The situation had changed by the time of Antipas, son of Herod, prince of Galilee (4 BC – 39 AD). Antipas had studied in Rome and
learned of the significance of written holy texts. He had also heard poetry readings by Roman poets and seen how important poetry was for the Romans’ self-image and self-confidence.
Antipas ruled in Galilee, where there was no great temple comparable with the temple in Jerusalem. During his rule, the Jews took over from the Romans for the first time the idea of writing down their great past in literary form, to give them a cultural identity based on a national literature.

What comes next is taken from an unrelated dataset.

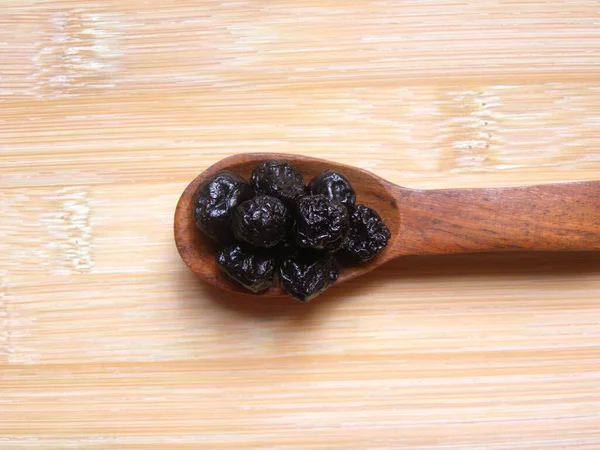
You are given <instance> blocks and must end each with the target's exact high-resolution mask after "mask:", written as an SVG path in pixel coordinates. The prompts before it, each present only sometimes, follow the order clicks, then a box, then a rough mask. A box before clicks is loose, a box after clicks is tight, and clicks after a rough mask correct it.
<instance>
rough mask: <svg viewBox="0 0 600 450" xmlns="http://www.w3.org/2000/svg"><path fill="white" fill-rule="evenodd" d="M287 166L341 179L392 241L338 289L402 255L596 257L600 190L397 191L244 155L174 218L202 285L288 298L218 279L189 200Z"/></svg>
mask: <svg viewBox="0 0 600 450" xmlns="http://www.w3.org/2000/svg"><path fill="white" fill-rule="evenodd" d="M270 159H283V160H286V161H289V162H290V163H291V164H292V165H293V166H294V167H295V168H296V169H297V170H298V171H299V172H300V173H301V174H302V175H303V177H304V180H305V181H306V182H309V181H310V180H311V179H312V178H313V177H314V176H315V175H317V174H318V173H319V172H321V171H322V170H324V169H333V170H335V171H338V172H340V173H343V174H344V175H345V176H346V177H348V179H349V180H350V182H351V183H352V185H353V186H354V189H355V191H356V203H357V204H364V205H366V206H368V207H370V208H373V209H375V210H376V211H377V212H378V213H379V215H380V216H381V218H382V220H383V222H384V223H385V224H386V225H387V226H388V228H389V229H390V232H391V236H392V237H391V239H390V241H389V242H388V245H387V247H386V248H385V249H383V251H382V252H381V253H380V254H378V255H377V256H376V257H375V258H373V259H371V260H369V261H367V262H366V263H364V264H362V265H358V266H352V267H343V268H342V270H341V272H340V277H339V278H338V281H337V282H336V284H337V283H342V282H344V281H347V280H350V279H352V278H356V277H358V276H361V275H364V274H366V273H368V272H371V271H373V270H374V269H376V268H377V267H379V266H380V265H382V264H384V263H386V262H388V261H390V260H392V259H394V258H397V257H399V256H404V255H432V254H454V253H473V252H484V251H505V250H534V251H540V250H542V251H543V250H554V251H556V250H599V249H600V182H598V181H589V182H581V183H562V184H560V183H559V184H548V185H541V186H528V187H516V188H495V189H438V190H414V189H407V188H403V187H400V186H397V185H395V184H393V183H390V182H389V181H386V180H384V179H383V178H381V177H378V176H377V175H374V174H372V173H370V172H368V171H366V170H363V169H359V168H357V167H353V166H348V165H345V164H340V163H336V162H332V161H327V160H323V159H318V158H310V157H307V156H299V155H288V154H278V153H246V154H238V155H233V156H230V157H228V158H225V159H222V160H221V161H219V162H217V163H216V164H214V165H212V166H210V167H209V168H208V169H206V170H205V171H204V172H202V173H201V174H200V175H198V176H197V177H196V178H195V179H194V180H193V181H192V182H191V183H190V184H189V185H188V186H187V187H186V189H185V190H184V191H183V194H182V195H181V197H180V199H179V202H178V204H177V208H176V210H175V221H174V232H175V242H176V245H177V249H178V251H179V254H180V255H181V258H182V259H183V261H184V262H185V263H186V264H187V265H188V266H189V268H190V269H191V270H192V271H193V272H194V273H196V275H198V276H199V277H200V278H202V279H203V280H204V281H206V282H207V283H209V284H211V285H213V286H215V287H218V288H220V289H223V290H225V291H229V292H235V293H241V294H249V295H261V296H266V297H280V296H285V295H286V294H285V292H284V291H283V290H282V289H281V288H280V287H279V286H278V285H277V283H275V285H274V286H272V287H271V288H269V289H268V290H266V291H263V292H261V293H259V294H253V293H251V292H250V291H247V290H246V289H244V288H242V287H240V286H238V285H237V284H235V283H233V282H231V281H230V280H228V279H227V278H225V277H224V276H223V274H222V273H221V271H220V269H219V266H218V265H217V262H216V258H215V255H216V252H217V250H218V248H217V244H216V243H215V242H214V241H213V240H212V239H210V238H209V237H207V236H206V235H204V233H202V232H201V231H200V230H199V229H198V228H197V227H196V224H195V221H194V197H195V195H196V192H197V190H198V187H199V186H200V184H201V183H202V182H203V181H204V180H205V179H206V178H207V177H208V176H210V175H212V174H213V173H215V172H218V171H219V170H223V169H227V170H231V171H232V172H235V173H237V174H239V175H241V176H242V177H244V178H245V179H247V180H248V179H250V175H251V174H252V171H253V170H254V168H255V167H256V166H257V165H258V164H260V163H261V162H263V161H266V160H270Z"/></svg>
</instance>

On this topic, Roland Baumgarten writes (Heiliges Wort und Heilige Schrift bei den Griechen, 1998, p. 223f:
As the dominance of pseudo-epigraphic texts shows, the written form was mainly used to fake tradition. … (Writing exists) where new religious concepts were to be established. Actual breaks with tradition could be legitimised and made acceptable more easily if they were presented as old traditions that had been handed down, if the innovation could be presented as tradition…
The new writings in the Old Testament familiar to us, dating from Antipas’ time, found a new tradition that they claim is time-honoured.
Since the writers transferred contemporary conflicts of their own time into the past, these texts can also be read as romans à clef about the Herodian period.